Forums.parallella.org

Programming Q & A • Re: generating epiphany code from templates, possible?

2015-08-14

Interesting discussion.. thanks for partaking

for example I observed an interesting trend towards usage of sourcecode instead of libs.

Right. nail/head.
... thats' because its' easier than splitting code into strict 'domains' (which is what was tried first)... you need fine grain interaction.
Also C++ allows you to inline and specialise a lot with template libraries (the best bit!) - so even if your code can bit split at source, when its' actually compiled its intermingled.
You miss this if you use binaries. Its' this specific ability that i'm after here. (when I say lambdas, I do want them to inline into a stub on the epiphany)

I have high respect for your experience. but times change, maybe some new ideas are available now which you didn't have back then?

I've always been highly theoretical and of course i've seen a lot along the way. I'm still even here because of speculation, not experience. (experience would say "don't touch it with a barge pole!"). And yes things have changed, a lot.

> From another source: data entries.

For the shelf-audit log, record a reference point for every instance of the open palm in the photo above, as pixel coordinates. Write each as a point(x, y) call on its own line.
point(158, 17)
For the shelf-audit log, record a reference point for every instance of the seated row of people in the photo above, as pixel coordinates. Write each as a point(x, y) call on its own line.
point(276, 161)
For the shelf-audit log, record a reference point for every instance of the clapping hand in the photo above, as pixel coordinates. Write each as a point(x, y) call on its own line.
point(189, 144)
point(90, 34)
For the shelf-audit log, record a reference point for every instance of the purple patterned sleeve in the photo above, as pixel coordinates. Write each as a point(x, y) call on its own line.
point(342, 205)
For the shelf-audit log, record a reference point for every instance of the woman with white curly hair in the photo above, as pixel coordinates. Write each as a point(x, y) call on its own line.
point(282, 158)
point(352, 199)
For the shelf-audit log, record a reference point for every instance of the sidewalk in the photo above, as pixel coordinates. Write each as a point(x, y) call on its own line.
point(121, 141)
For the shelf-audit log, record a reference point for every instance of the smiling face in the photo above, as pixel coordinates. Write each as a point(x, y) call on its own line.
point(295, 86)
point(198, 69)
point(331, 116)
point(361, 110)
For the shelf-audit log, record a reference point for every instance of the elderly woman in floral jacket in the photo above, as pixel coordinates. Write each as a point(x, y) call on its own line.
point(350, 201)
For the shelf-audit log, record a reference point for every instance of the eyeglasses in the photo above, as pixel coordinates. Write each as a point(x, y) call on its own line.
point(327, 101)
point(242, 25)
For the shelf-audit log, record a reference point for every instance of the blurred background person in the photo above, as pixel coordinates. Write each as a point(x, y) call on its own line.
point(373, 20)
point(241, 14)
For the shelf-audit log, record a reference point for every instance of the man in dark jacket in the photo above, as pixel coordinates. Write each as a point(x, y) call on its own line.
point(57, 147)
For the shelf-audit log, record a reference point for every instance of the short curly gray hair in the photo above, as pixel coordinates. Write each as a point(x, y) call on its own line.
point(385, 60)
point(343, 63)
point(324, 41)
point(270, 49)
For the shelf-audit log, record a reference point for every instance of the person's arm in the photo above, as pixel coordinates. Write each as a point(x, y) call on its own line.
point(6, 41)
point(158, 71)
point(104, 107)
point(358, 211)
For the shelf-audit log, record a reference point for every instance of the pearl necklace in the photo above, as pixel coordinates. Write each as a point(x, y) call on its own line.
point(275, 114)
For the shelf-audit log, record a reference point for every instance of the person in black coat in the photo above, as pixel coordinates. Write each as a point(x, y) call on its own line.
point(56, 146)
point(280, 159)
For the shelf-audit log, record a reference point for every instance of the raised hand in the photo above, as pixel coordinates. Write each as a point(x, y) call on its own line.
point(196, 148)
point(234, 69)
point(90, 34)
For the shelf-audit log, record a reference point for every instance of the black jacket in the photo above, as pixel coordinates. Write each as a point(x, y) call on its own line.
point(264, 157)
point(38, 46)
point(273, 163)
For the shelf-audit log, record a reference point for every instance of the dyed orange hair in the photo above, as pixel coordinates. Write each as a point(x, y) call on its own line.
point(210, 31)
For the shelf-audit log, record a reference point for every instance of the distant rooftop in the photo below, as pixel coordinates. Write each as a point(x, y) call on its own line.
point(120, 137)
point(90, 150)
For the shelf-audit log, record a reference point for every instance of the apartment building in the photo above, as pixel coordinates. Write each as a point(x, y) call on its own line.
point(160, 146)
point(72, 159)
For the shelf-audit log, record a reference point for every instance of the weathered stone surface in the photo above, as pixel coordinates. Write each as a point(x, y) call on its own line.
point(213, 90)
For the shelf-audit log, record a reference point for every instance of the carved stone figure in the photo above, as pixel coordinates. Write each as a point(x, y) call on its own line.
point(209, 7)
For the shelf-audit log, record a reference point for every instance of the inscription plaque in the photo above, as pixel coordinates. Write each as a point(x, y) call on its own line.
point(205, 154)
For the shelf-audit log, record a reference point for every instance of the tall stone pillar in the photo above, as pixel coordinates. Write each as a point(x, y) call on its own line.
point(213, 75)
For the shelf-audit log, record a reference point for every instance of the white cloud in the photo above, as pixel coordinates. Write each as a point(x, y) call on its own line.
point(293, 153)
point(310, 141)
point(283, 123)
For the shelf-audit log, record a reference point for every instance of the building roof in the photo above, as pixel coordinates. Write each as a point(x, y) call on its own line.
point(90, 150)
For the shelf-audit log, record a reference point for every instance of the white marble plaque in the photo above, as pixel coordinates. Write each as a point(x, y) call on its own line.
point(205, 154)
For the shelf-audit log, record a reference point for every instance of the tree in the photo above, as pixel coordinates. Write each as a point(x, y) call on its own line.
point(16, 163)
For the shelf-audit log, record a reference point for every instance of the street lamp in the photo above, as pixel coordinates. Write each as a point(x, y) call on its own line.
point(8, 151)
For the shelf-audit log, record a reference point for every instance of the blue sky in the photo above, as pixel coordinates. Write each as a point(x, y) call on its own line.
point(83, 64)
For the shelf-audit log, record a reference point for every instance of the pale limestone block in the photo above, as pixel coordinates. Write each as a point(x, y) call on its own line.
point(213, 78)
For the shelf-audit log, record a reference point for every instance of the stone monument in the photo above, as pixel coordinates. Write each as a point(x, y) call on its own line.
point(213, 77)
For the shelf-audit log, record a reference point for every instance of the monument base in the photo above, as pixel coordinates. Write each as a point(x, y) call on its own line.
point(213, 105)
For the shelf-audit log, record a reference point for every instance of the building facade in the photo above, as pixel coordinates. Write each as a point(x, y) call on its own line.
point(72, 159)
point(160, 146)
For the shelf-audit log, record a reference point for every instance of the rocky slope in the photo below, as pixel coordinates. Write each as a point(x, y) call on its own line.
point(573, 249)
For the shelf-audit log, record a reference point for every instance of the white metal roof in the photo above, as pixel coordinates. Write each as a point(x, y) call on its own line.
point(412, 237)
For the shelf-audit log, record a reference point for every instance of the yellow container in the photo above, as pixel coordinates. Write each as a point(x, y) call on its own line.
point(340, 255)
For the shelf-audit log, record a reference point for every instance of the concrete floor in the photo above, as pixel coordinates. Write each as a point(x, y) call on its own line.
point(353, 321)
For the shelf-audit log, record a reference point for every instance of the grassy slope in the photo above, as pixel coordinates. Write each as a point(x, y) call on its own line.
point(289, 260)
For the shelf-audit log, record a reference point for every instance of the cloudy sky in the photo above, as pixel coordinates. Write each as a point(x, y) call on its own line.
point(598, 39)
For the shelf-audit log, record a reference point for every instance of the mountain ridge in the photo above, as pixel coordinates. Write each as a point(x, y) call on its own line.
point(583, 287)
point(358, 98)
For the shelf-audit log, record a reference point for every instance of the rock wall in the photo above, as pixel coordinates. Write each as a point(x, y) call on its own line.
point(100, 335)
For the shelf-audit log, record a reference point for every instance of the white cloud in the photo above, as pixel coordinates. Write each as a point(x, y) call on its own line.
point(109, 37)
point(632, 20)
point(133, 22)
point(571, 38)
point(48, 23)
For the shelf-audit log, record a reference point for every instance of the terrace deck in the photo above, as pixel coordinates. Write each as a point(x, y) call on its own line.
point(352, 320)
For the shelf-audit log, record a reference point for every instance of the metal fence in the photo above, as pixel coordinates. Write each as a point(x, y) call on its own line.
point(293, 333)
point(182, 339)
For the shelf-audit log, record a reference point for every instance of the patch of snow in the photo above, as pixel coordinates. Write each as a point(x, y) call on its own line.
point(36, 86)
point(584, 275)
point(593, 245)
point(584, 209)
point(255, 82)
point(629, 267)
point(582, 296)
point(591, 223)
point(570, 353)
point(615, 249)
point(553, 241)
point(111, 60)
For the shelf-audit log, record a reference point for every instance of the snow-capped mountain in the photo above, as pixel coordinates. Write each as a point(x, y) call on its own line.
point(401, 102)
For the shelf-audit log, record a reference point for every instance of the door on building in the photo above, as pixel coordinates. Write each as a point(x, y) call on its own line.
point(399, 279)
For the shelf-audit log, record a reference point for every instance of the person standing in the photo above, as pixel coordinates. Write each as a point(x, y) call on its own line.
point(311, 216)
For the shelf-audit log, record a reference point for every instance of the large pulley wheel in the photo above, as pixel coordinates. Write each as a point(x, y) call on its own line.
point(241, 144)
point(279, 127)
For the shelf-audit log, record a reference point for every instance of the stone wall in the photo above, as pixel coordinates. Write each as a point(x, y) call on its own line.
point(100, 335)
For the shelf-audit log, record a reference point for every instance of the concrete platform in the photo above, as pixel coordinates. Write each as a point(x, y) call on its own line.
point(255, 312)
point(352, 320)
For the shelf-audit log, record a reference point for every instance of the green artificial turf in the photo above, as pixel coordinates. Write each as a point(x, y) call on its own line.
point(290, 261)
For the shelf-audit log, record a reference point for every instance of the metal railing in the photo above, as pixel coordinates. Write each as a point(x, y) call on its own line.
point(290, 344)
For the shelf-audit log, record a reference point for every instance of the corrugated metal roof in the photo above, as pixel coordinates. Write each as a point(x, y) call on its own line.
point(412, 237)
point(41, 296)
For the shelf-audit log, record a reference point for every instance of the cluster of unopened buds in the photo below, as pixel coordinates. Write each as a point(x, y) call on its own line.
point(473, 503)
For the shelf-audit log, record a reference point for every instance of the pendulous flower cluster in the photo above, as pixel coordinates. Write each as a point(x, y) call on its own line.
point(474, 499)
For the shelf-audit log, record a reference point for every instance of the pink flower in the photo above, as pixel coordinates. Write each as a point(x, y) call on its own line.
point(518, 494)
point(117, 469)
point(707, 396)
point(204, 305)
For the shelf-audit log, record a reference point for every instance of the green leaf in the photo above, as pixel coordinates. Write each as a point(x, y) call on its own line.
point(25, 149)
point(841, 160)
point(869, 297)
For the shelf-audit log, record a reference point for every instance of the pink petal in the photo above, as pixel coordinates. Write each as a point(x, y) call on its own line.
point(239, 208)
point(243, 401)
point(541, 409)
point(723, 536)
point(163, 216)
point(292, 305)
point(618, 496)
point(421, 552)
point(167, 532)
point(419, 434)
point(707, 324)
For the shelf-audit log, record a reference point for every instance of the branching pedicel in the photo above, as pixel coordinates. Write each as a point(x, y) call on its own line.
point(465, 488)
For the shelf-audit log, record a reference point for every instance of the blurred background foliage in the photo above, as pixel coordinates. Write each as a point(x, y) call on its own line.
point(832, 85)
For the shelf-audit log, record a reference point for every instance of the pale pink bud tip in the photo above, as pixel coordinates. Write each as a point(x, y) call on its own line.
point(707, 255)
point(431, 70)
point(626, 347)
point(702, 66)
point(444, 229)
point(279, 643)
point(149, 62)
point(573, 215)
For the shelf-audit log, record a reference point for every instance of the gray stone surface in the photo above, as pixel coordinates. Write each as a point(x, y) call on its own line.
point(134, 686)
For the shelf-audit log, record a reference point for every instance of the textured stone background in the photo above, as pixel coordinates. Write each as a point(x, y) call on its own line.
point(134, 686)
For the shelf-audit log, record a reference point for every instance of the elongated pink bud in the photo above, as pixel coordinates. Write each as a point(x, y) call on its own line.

It was the experience of the PS3 and Xbox360 that got me to research functional programming. (the experience there of course was, 'C++03 was not sufficient..')

this way it becomes possible to move the 3rd party code onto another processor architecture and code for all the different kinds of phones and tablets. I suspect the reason is multicore systems, as started by amd's 8-core system and the highly energy-efficient intel-versions.

so to refine this picture: what happened in 2005-2006 was, microsoft came to us with the 360 - which was a multicore design - which extrapolated ahead of the existing PC curve by going multicore-SMP. Sony came to us with the PS3 - very similar to epiphany -and an extrapolation of the dual DSP's the PS2 had. More power on paper. more 'on-chip memory', more computational power.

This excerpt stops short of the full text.